# DeepVO Towards end to end visual odometry with deep RNN

## Contents

## Introduction

Visual Odometry (VO) is a computer vision technique for estimating an object’s position and orientation from camera images. It is an important technique commonly used for “pose estimation and robot localization”, with notable applications on the Mars Exploration Rovers and Autonomous Vehicles [x1] [x2]. While the research field of VO is broad, this paper focuses on the topic of monocular visual odometry. Particularly, the authors examine prominent VO methods and argue mainstream geometry based monocular VO methods should be amended with deep learning approaches. Subsequently, the paper proposes a novel deep-learning based end-to-end VO algorithm, and then empirically demonstrates its viability.

## Related Work

Visual odometry algorithms can be grouped into two main categories. The first is known as the conventional methods, and they are based on established principles of geometry. Specifically, an object’s position and orientation are obtained by identifying reference points and calculating how those points change over the image sequence. Moreover, algorithms in this category can be divided into two sub-categories, which differ by how they select reference points. Namely, sparse feature based methods establish reference points using image salient features, such as corners and edges [8]. Whereas, direct methods make use of the whole image and consider every pixel as a reference point [11]. Furthermore, semi-direct methods that combine both approaches are recently gaining popularity [16].

Today, most of state-of-the-art VO algorithms belong to the geometry family. However, they have significant limitations. For example, direct methods assume “photometric consistency” [11]. Whereas, sparse feature methods are prone to “drifting” because of outliers and noises. As the result, the paper argues geometry-based methods are difficult to engineer and calibrate, thus limiting its practicality. Figure 1 illustrates the general architecture of geometry-based algorithms, and it outlines necessary drift correction techniques such as Camera Calibration, Feature Detection, Feature Matching (tracking), Outlier Rejection, Motion Estimation, Scale Estimation, and Local optimization (bundle adjustment).

Figure 1. Architectures of the conventional geometry-based monocular VO method.

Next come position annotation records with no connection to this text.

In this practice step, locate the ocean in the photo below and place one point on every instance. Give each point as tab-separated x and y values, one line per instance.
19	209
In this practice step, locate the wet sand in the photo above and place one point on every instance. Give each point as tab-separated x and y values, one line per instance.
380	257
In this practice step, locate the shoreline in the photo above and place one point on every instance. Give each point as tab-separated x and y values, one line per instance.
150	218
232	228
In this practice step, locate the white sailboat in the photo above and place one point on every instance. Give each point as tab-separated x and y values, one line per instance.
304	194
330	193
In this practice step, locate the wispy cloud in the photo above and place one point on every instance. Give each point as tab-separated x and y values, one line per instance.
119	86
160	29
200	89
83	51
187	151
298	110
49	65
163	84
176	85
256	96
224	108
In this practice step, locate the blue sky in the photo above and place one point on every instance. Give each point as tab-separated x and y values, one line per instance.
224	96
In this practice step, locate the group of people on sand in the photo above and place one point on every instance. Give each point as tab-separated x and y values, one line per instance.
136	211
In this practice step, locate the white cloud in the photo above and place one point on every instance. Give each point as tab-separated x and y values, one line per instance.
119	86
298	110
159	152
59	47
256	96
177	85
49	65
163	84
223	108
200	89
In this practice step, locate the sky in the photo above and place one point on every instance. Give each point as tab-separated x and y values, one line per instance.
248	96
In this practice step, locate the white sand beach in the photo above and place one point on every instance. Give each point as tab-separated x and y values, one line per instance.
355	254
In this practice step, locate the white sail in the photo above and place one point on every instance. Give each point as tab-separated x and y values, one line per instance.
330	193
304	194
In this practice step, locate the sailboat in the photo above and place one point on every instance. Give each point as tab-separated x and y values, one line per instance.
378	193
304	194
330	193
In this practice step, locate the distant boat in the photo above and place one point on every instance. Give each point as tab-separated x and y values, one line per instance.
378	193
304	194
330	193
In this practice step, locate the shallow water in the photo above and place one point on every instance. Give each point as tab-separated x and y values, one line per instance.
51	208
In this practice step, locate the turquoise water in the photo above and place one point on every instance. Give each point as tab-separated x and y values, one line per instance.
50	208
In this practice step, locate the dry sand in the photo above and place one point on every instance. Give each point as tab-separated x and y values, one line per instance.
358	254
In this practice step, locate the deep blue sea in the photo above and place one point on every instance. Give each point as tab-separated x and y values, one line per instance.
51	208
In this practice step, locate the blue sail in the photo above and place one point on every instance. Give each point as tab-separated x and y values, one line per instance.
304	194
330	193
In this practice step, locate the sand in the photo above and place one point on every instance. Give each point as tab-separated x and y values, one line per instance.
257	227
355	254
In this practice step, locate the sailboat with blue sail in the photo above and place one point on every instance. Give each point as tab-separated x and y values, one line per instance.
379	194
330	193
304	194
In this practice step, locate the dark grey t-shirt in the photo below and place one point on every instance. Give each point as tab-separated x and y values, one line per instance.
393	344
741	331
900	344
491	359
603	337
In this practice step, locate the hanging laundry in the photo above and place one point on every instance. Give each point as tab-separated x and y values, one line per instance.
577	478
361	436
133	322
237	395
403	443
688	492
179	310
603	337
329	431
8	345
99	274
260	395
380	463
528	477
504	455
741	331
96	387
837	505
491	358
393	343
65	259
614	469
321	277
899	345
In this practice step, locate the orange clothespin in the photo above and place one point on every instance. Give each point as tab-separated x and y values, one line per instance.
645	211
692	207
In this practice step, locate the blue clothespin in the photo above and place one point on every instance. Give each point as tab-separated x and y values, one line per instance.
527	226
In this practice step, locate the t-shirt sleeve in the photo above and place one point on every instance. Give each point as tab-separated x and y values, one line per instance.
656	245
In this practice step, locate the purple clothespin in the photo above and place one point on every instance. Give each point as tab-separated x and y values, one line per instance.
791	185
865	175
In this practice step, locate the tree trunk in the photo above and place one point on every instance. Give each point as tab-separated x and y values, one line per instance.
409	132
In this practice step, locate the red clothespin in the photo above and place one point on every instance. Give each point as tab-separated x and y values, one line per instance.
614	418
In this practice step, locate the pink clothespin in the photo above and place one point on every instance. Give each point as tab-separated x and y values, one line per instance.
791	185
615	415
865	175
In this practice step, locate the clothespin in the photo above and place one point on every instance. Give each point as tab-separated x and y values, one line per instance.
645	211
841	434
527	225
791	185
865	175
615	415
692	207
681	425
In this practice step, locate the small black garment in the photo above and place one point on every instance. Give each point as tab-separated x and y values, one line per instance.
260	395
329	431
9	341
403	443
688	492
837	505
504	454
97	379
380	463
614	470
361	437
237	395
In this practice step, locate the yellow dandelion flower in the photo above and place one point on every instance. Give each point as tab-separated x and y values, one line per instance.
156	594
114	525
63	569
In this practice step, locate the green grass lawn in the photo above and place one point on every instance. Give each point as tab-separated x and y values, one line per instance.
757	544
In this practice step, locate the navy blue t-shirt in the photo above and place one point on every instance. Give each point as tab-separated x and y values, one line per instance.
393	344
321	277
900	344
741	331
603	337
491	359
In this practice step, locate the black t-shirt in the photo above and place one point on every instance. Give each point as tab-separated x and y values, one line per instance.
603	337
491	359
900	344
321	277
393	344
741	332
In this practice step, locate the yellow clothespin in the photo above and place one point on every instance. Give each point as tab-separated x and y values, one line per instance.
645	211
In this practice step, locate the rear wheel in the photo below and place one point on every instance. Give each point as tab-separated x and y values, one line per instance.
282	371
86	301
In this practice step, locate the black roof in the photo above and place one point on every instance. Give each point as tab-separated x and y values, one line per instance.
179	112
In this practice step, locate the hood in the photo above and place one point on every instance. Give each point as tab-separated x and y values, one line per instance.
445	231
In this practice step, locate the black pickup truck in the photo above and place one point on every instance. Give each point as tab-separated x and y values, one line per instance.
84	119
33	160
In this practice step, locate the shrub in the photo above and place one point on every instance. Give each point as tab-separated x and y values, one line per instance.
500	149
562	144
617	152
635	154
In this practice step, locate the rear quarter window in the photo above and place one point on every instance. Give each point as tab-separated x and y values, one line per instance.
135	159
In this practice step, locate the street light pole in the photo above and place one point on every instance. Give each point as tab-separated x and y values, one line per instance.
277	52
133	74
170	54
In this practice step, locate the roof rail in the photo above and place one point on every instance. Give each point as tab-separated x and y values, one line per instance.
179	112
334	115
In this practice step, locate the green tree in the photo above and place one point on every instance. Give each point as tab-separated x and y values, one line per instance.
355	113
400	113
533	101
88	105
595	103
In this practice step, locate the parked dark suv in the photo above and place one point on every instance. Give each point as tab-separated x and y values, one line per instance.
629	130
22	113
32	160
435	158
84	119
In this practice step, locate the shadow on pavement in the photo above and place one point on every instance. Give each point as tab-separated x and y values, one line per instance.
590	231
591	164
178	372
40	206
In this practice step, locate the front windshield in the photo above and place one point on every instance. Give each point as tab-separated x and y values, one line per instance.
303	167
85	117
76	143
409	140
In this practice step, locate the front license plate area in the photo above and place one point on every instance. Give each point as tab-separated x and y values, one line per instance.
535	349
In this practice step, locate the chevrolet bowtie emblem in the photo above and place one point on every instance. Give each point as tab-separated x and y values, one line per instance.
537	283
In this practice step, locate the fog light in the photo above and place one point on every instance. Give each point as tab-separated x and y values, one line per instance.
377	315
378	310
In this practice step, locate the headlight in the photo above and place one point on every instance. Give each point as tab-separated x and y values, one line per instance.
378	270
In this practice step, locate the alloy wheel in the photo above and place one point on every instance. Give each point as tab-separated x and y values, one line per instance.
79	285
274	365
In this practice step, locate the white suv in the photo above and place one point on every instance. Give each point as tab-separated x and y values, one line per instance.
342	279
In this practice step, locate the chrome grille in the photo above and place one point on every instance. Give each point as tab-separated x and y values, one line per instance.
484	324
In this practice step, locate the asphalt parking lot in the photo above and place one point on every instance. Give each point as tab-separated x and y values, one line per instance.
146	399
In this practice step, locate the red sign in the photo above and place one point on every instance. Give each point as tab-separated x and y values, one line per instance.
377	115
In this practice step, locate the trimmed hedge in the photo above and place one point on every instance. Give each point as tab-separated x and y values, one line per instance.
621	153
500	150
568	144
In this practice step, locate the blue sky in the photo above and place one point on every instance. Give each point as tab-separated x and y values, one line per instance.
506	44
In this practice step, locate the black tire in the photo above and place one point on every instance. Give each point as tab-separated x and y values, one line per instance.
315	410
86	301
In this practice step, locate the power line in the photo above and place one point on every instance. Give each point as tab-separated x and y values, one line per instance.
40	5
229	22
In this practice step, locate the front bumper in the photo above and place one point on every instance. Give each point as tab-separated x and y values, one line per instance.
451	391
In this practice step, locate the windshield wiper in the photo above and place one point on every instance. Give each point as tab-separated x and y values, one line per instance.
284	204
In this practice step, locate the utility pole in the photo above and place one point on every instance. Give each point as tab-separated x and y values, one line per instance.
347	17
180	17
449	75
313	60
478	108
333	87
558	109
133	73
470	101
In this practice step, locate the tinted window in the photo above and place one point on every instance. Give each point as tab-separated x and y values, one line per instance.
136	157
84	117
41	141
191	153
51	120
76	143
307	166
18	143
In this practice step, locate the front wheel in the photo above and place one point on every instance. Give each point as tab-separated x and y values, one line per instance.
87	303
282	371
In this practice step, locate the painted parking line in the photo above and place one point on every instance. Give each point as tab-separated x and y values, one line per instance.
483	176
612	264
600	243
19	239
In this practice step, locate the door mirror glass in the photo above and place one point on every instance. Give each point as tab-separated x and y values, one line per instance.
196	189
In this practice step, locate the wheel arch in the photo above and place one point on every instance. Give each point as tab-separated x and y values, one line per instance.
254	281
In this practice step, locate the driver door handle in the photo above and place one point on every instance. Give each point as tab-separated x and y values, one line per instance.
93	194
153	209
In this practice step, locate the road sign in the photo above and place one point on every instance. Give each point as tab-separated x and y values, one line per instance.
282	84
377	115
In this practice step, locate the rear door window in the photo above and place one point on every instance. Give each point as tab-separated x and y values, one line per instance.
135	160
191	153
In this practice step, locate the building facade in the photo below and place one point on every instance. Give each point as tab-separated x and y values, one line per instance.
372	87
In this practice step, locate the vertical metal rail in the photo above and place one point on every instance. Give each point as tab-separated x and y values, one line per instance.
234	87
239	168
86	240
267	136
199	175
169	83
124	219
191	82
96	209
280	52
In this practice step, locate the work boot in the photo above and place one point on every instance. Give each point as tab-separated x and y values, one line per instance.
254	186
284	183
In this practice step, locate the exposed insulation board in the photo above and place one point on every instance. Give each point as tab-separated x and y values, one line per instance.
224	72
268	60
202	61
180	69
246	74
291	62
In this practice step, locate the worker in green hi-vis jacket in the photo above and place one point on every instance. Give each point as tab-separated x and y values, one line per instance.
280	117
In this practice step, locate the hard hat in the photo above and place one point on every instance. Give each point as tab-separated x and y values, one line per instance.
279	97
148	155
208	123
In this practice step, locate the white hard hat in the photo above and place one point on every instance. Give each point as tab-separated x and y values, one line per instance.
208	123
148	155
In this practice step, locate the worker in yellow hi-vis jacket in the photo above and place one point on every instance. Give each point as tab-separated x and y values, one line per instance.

The second category of VO algorithms is based on learning. Namely, they try to learn an object’s “motion model’ from labeled optical flows. Initially, these models are trained using classic Machine Learning techniques such as KNN [15], Gaussian Process [16], and Support Vector Machines[17]. However, these models were inefficient to handle “highly non-linear and high dimensional” inputs, which cause them to perform poorly in comparison with geometry-based methods. For this reason, Deep Learning-based approaches are dominating research in this field and producing many promising results. For example, CNN based models can now recognize places based on appearance [18] and detect direction and velocity from stereo inputs [20]. Moreover, a deep learning model even achieves “robust VO with blurred and under-exposed images [21]”. While these successes are encouraging, the authors observe that a CNN based architecture is “incapable of modeling sequential information”. Instead, they propose to use RNN to tackle this problem.

## End-to-End Visual odometry through RCNN

### Architecture Overview

An end-to-end monocular VO model is proposed by utilizing deep Recurrence Convolutional Neural Network (RCNN). Figure 2 depicts the end-to-end model, which is comprised of three main stages. First, the model takes a monocular video as input and it pre-processes the image sequence by “subtracting the mean RGB values” from each frame. Then, consecutive image frames are stacked to form tensors, which become the inputs for the CNN stage. The purpose of the CNN stages is to extract salient features from the input image. The structure of the CNN is inspired by FlowNet [24] and designed to model optimal flows. Details of the CNN structure is shown in Table 1. Using CNN features as input, the RNN stage tries to estimate the temporal and sequential relations among input features. The RNN network is composed of two Long Short-Term Memory networks (LSTM), which allows the network to make predictions based on long-term and short-term dependencies. Figure 3 illustrated the structure. In this way, the RCNN architecture allows for end-to-end pose estimation for each time step.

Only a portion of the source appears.